GSM8K Platinum is a revised version of the full test set of GSM8K (Grade School Math 8K), a dataset of grade school math word problems. To revise this dataset, we ran a variety of frontier models each individual example and manually re-annotated any example for which at least one model made an error. We revise the labels of mislabeled examples, and remove any question that we determine to be poorly written (most often due to ambiguity in the problem statement).
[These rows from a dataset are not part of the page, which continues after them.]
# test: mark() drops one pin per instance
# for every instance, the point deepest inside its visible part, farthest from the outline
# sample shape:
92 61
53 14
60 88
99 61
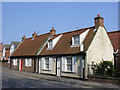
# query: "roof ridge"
38 35
77 30
114 31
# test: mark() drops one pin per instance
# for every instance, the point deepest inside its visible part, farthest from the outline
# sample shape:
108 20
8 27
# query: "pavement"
59 79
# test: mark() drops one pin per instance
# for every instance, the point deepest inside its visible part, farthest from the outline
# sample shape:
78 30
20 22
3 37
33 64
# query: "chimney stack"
34 35
23 38
53 31
99 21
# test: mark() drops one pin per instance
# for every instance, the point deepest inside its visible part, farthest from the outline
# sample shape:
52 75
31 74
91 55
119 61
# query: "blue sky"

See our paper for further details on the revision process and our criteria for "bad" questions.

## Paper
Do Large Language Model Benchmarks Test Reliability?
https://arxiv.org/abs/2502.03461

NOTE: See the official implementation of the task:
    https://github.com/MadryLab/platinum-benchmarks/
for how to make use of the dataset's calculator annotations in your language
model's sample/generation function.

Blog: https://gradientscience.org/gsm8k-platinum/
Homepage: http://platinum-bench.csail.mit.edu/


## Citation
```
@misc{vendrow2025largelanguagemodelbenchmarks,
      title={Do Large Language Model Benchmarks Test Reliability?},
      author={Joshua Vendrow and Edward Vendrow and Sara Beery and Aleksander Madry},
      year={2025},
      eprint={2502.03461},
      archivePrefix={arXiv},
      primaryClass={cs.LG},
      url={https://arxiv.org/abs/2502.03461},
}

@misc{cobbe2021training,
      title={Training Verifiers to Solve Math Word Problems},
      author={Karl Cobbe and Vineet Kosaraju and Mohammad Bavarian and Jacob Hilton and Reiichiro Nakano and Christopher Hesse and John Schulman},
      year={2021},
      eprint={2110.14168},
      archivePrefix={arXiv},
      primaryClass={cs.LG}
}
```

### Groups and Tasks

#### Groups

- `math_word_problems`
- `chain_of_thought`
- `self_consistency`

#### Tasks

- `gsm8k_platinum`
- `gsm8k_platinum_cot`: GSM8K Platinum with Chain-of-Thought
- `gsm8k_platinum_cot_self_consistency`: GSM8K Platinum with Chain-of-Thought and Self-Consistency
- `gsm8k_platinum_cot_llama`: GSM8K Platinum with prompt formatting modified to conform to the evaluation settings described by Meta here: https://huggingface.co/datasets/meta-llama/Meta-Llama-3.1-8B-Instruct-evals/viewer/Meta-Llama-3.1-8B-Instruct-evals__gsm8k__details?row=0
    - Use this task with --fewshot_as_multiturn and --apply_chat_template to replicate Meta's reported performance.